Das ungeschriebene Gesetz in den USA, nach einem Angriff auf das Land auch in der Politik zusammenzustehen, gilt offenbar nicht mehr. Statt zusammenzuarbeiten, streiten sich Donald Trump und Hillary Clinton nach dem Massenmord in einem Schwulenclub in Orlando über die nun nötigen Massnahmen. Während Trump Muslimen die Einreise verbieten will, plädiert Clinton für ein Überdenken der Waffengesetze.
Im Interview gibt der USA- und Obama-Kenner Christoph von Marschall Auskunft darüber, wer am Ende politisch von dem Massaker von Orlando profitieren könnte.
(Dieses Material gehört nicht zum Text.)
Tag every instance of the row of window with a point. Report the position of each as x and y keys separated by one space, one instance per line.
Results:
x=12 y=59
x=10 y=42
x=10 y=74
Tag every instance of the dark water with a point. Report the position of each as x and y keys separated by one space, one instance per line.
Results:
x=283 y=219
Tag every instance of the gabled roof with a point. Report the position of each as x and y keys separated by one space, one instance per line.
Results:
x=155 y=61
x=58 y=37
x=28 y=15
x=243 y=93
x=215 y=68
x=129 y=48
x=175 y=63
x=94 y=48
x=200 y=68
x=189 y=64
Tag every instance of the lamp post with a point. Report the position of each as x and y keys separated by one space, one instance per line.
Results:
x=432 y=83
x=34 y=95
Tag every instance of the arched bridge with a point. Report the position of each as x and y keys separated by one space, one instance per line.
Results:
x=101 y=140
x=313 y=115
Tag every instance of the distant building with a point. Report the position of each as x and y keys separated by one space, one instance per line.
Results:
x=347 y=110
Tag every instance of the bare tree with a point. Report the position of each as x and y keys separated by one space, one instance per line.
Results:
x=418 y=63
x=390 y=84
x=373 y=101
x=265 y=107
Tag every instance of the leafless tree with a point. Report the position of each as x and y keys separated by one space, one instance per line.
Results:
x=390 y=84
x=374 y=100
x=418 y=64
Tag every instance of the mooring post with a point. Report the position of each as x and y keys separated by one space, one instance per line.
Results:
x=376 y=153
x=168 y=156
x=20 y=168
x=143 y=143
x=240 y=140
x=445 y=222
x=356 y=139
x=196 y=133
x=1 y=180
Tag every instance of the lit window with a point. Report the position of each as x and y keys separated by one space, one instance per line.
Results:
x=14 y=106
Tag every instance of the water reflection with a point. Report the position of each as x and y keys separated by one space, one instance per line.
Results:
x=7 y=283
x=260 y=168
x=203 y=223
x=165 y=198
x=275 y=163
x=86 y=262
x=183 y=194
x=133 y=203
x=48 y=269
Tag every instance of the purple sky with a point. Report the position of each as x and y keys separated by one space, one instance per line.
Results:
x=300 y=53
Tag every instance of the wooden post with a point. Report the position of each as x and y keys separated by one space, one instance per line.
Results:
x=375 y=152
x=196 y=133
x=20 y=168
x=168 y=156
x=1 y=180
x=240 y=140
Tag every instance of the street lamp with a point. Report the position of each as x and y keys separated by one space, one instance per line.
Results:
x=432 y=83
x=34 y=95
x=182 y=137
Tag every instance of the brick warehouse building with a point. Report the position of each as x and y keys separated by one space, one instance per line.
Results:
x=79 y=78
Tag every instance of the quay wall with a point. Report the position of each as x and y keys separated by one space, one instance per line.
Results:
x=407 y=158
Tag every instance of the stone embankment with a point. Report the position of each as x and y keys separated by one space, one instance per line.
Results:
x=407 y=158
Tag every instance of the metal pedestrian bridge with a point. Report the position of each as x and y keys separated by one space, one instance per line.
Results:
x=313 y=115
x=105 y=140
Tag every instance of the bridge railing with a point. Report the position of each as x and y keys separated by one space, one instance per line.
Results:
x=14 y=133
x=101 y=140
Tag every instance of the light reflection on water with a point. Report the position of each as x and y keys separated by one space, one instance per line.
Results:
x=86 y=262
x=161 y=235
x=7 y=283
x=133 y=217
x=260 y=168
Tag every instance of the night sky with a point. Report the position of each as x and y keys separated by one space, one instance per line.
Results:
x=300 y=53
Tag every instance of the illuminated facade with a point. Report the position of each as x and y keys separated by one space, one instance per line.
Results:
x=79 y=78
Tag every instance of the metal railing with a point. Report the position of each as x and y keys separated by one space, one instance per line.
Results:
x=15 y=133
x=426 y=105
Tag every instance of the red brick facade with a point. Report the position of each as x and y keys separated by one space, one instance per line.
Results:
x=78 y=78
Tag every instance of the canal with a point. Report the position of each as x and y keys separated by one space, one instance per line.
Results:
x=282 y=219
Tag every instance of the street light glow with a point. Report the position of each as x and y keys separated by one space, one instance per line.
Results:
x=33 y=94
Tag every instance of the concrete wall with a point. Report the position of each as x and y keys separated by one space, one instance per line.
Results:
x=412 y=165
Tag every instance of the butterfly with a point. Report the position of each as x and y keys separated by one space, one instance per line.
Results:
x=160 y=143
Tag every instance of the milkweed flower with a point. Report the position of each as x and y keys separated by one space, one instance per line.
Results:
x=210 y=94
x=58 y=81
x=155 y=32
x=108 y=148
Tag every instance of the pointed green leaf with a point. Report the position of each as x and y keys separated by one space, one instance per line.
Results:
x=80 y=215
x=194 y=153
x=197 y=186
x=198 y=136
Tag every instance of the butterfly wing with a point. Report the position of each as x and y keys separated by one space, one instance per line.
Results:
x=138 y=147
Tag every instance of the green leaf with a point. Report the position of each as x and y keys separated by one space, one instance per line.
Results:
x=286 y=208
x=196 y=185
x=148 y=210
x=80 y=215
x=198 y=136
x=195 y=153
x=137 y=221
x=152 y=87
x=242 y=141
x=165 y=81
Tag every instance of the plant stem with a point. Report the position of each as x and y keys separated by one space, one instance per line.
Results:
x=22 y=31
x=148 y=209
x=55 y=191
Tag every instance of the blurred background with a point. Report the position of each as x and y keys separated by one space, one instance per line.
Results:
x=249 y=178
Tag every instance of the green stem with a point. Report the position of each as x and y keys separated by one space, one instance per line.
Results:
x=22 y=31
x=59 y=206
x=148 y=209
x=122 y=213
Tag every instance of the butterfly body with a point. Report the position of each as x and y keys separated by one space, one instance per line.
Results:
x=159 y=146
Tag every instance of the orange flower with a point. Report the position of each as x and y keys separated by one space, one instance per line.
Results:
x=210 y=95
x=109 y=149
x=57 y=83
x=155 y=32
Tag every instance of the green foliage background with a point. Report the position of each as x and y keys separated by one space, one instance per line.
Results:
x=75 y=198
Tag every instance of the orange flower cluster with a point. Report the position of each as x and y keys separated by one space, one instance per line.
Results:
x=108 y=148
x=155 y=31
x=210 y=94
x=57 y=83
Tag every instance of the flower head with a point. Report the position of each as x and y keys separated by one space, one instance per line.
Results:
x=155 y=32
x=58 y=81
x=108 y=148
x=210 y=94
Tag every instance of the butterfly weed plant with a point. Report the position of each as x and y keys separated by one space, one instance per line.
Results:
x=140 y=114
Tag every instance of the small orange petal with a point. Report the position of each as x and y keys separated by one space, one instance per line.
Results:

SRF News: Täuscht der Eindruck, oder ist es tatsächlich so: Der offenbar islamistisch motivierte Terroranschlag von Orlando ist für Trump viel einfacher zu instrumentalisieren als für Clinton?
Christoph von Marschall: Von der Rhetorik und der Argumentationsweise her ja – allerdings gibt es da gewisse Einschränkungen. Eine offensichtliche Ausnutzung eines Massenmords an Amerikanern zu Wahlkampfzwecken würden die amerikanischen Wählerinnen und Wähler nicht akzeptieren.
Trump will ja nun allen Menschen aus sogenannten Terrorstaaten die Einreise in die USA verbieten – wie passt das zum Bild des Mörders von Orlando? Der war offenbar ein Einzeltäter und US-Staatsbürger...
Der Täter wurde in New York geboren, insofern wäre ein Einreiseverbot für Muslime keine praktische Antwort auf ähnliche Fälle. Die «Lonely Wolfs» sind in der Regel seit längerem in den USA und haben keine direkte Kommunikationsverbindung zu einer Terrororganisation. Deshalb sind sie auch so schwer zu entdecken. Allerdings, so argumentiert Trump, verlange er schon seit langem ein Einreiseverbot für Muslime.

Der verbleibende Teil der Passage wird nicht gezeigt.